Apesar de, em alguns aspetos, o ante-projeto do Bloco de Esquerda remeter a regulamentação para a contratação coletiva, o dirigente da Fesap, José Abraão acha que o projeto "não a valoriza suficientemente” e considera também que está “pouco amadurecida e tem potencialidade para crispar as relações sociais”.
O secretário-geral da Federação dos Sindicatos da Administração Pública diz que “tanto a Fesap como a UGT querem que se caminha de forma cautelosa e que a lei remeta a regulamentação do teletrabalho para a negociação coletiva”.

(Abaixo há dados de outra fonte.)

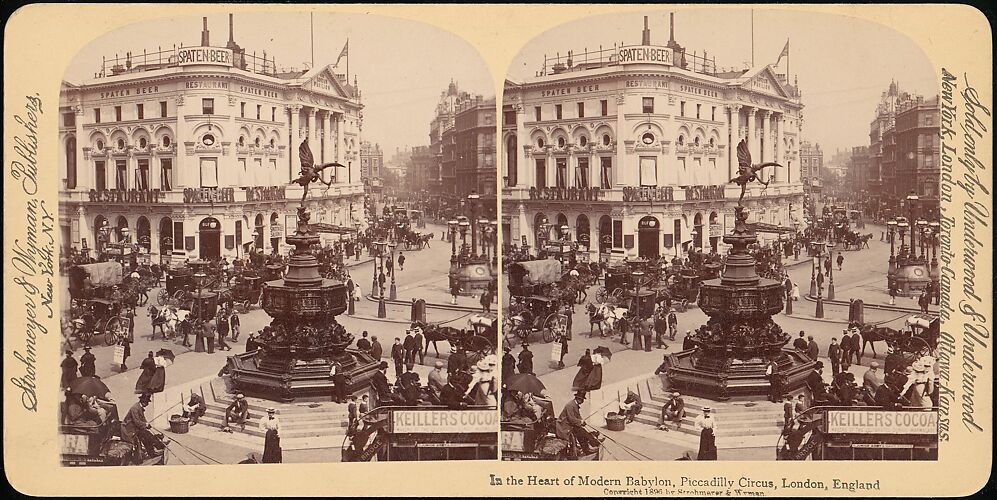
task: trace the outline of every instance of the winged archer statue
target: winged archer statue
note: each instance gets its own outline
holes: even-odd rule
[[[758,181],[763,186],[768,187],[768,181],[763,181],[758,176],[758,172],[765,167],[782,168],[782,165],[774,161],[752,165],[751,151],[748,151],[748,143],[744,139],[741,139],[741,142],[737,145],[737,176],[729,181],[741,186],[741,196],[737,199],[738,204],[744,200],[744,193],[748,189],[748,183]]]
[[[301,146],[298,147],[298,156],[301,159],[301,171],[300,176],[297,179],[292,180],[294,184],[298,184],[304,188],[304,192],[301,194],[301,203],[304,206],[305,197],[308,196],[308,185],[312,182],[321,182],[325,184],[326,187],[332,185],[332,180],[326,182],[322,179],[321,173],[323,170],[330,167],[343,167],[346,165],[337,162],[323,163],[322,165],[315,165],[315,158],[312,156],[312,150],[308,147],[308,138],[301,142]]]

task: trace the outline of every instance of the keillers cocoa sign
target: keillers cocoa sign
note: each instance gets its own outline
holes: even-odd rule
[[[599,188],[530,188],[531,200],[597,201],[602,197]]]

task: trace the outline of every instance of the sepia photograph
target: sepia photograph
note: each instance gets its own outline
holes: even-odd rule
[[[168,17],[81,50],[62,464],[497,458],[491,89],[467,42],[378,16]]]
[[[505,460],[935,460],[939,81],[845,16],[602,15],[502,100]]]

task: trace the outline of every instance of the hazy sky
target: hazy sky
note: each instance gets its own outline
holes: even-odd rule
[[[649,16],[651,43],[668,42],[668,10],[593,16],[556,27],[526,43],[513,60],[509,76],[533,77],[544,54],[564,56],[613,47],[637,45]],[[690,9],[675,11],[675,39],[689,53],[716,57],[719,68],[742,68],[751,62],[751,10]],[[869,122],[890,80],[901,91],[938,93],[935,69],[906,36],[880,24],[851,17],[798,11],[756,9],[755,65],[775,63],[790,40],[790,75],[798,77],[803,94],[804,140],[820,143],[826,159],[836,148],[869,144]],[[778,72],[785,72],[783,58]]]
[[[429,144],[429,121],[440,92],[450,79],[472,94],[494,95],[494,80],[478,52],[464,40],[417,22],[359,14],[315,13],[315,64],[336,62],[346,39],[350,40],[350,82],[357,75],[363,94],[362,136],[381,144],[385,159],[396,147]],[[303,68],[310,63],[310,14],[235,14],[235,41],[247,53],[267,52],[278,69]],[[208,15],[211,45],[228,41],[228,14]],[[66,80],[92,79],[101,56],[124,56],[126,51],[155,52],[199,45],[201,16],[177,16],[133,24],[104,35],[87,45],[66,70]],[[337,72],[345,71],[346,58]]]

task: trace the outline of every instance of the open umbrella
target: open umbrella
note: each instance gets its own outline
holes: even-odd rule
[[[602,359],[606,361],[610,361],[613,358],[613,351],[610,351],[606,346],[596,347],[595,350],[592,351],[592,354],[601,354]]]
[[[532,373],[514,373],[502,379],[506,389],[539,396],[547,387]]]
[[[77,377],[69,383],[69,393],[105,399],[111,392],[99,377]]]
[[[160,350],[156,351],[156,356],[159,356],[159,357],[161,357],[163,359],[168,359],[168,360],[170,360],[170,363],[176,361],[176,359],[177,359],[177,355],[173,354],[173,351],[171,351],[169,349],[160,349]]]

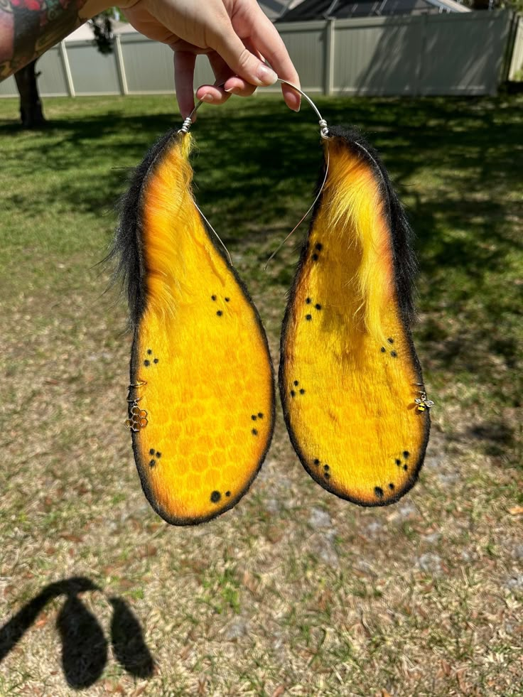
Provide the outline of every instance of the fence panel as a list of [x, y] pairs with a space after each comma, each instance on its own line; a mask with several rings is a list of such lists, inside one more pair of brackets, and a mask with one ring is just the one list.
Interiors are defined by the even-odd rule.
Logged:
[[[53, 46], [38, 60], [36, 72], [40, 72], [38, 89], [44, 97], [62, 97], [69, 94], [60, 48]], [[14, 77], [0, 82], [0, 97], [18, 97]]]
[[[306, 91], [383, 95], [495, 94], [503, 64], [509, 79], [523, 67], [522, 18], [509, 67], [505, 60], [514, 26], [505, 10], [276, 26]], [[109, 55], [92, 41], [63, 42], [38, 69], [43, 97], [174, 91], [171, 49], [134, 32], [119, 35]], [[195, 87], [214, 79], [198, 56]], [[0, 83], [0, 97], [16, 94], [12, 77]]]
[[523, 16], [517, 18], [516, 37], [514, 41], [514, 52], [512, 53], [510, 67], [509, 69], [509, 80], [523, 80]]
[[334, 91], [416, 94], [424, 19], [418, 16], [336, 22]]
[[69, 41], [65, 46], [76, 94], [121, 94], [114, 53], [100, 53], [92, 41]]
[[426, 19], [420, 93], [495, 94], [509, 13], [468, 12]]
[[304, 89], [324, 92], [327, 23], [289, 22], [277, 25], [277, 28]]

Mais de um ano depois do primeiro confinamento, e depois de muitas promessas adiadas do Governo, parece que é desta que haverá novidades em matéria de teletrabalho. O PS promete um projeto de diploma até ao final do mês. E já se sabe que a intenção socialista é que fique preto no branco que os custos de energia, telecomunicações e materiais de trabalho sejam pagos pela entidade empregadora. A bancada socialista já anunciou também que vai mexer no direito do trabalhador a desligar e que a violação desse direito por parte do empregador seja considerado pela lei como assédio. PSD,PCP e PAN estão também a ultimar os seus projetos de diploma. E todos prometem clarificar a questão das despesas .O Bloco de Esquerda é no entanto, até agora, o único partido a ter apresentado um projeto de lei sobre a matéria.
O teletrabalho foi o tema em debate na última edição do "Em Nome da Lei", um programa da Renascença, emitido aos sábados - ao meio-dia e à meia-noite.